‘You make me feel very small,’ said poor Laurie, blushing like a girl up to his hair. ‘I have not been brought up to it, I know. I have been a virtuoso merely, but I am not too old to begin to work in earnest. And there is nothing I love like art.’
‘Art!’ said Mr. Welby, with great strain and commotion of his eyebrows. He gave his shoulders a little shrug, and he talked volumes with those shaggy brows. Laurie felt himself scolded, pushed aside as a puny pretender.
‘I did not mean to say anything so very presumptuous,’ he said with momentary youthful petulance, in answer to this silent lecture; and then added, with equally sudden youthful compunction, ‘I beg your pardon. I do want your advice.’
‘Art!’ repeated the R.A. with a little snort. ‘You had much better take to a crossing at once. I went at it, sir, when I was twelve years old. I never had a thought in my noddle but pictures. I’ve gone here and there and everywhere to study my trade; and after fifty years of it, sir,’ cried the Academician, springing suddenly to his feet, seizing a canvas which stood against the wall and thrusting it upon one of the vacant easels up to Laurie,—‘look at that!’
It was the beginning of a sketch half smeared over. One exquisite pair of eyes, looking out as from a mist of vague colour, seemed to look reproachfully upon their creator; but there certainly was an arm and leg also visible, of which Laurie felt like poor Andrea in Mr. Browning’s wonderful poem, that if he had a piece of chalk——. Welby, R.A. was growing old. He knew it perfectly, and perhaps in his soul was not sorry; but when he saw the signs of it on his canvas it went to his heart.

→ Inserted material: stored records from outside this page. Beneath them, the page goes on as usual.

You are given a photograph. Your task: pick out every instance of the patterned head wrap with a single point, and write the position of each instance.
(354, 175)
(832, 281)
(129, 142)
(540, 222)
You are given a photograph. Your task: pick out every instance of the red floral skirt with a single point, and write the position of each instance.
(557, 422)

‘Look at that!’ he said, with a sort of savage triumph; ‘drawing any lad in the Academy would be ashamed of!—after fifty years as hard work as ever man had. I might have been Lord Chancellor in those fifty years. I might have sat on the wool-sack or been Governor of India; and here I stand, a British painter, not able to draw the tibia! By Jove, sir, a man would need to be trained to bear mortification before he could stand that!’
‘I should think you might laugh at it if any man could,’ said Laurie, feeling half disposed to laugh himself; but he had too true an eye to attempt to contradict his master.
‘I can’t laugh at failure,’ said Mr. Welby, snatching the sketch he had just exhibited off the easel and thrusting it back into its place against the wall. ‘I had some people here to-day who would have given me a heap of money for that piece of idiocy. What do they care? It would have been a Welby, no matter what else it was. Welby in his drivelling stage, the critics would have called it, and just as good for a specimen of the master as any other. And that is what a man comes to, my dear fellow, after fifty years—of art!’
‘Yes,’ said Laurie, with the confidence which he had as a young man of the world, and not as an art student; ‘I don’t say anything about the tibia, for you know best; but to put a soul into a smeared bit of canvas is what no Lord Chancellor in the world could do; and you know quite well it would have made any young fellow’s fortune to have painted that pair of eyes.’
‘Eyes! Stuff!’ said the R.A., but he took back the canvas again and looked at it with a softened expression. ‘The short and long of it is, my dear boy,’ he said, ‘that Art is a hard mistress even to those who serve her all their lives; and you have done no more than flirt with her yet. Is there anything else open to you? You were quite right to come to me for advice. Nobody knows better the shipwrecks that have been made by art. Why, you cannot come into this house, sir, without feeling what an uncertain syren she is. There was poor Severn, as good a fellow as ever breathed. I don’t say he could ever have been Lord Chancellor; but he might have made a very respectable attorney, perhaps, or merchant, or shoemaker, or something; and here he’s gone and died, the fool, at forty, leaving all those children, and not a penny, all along of art.’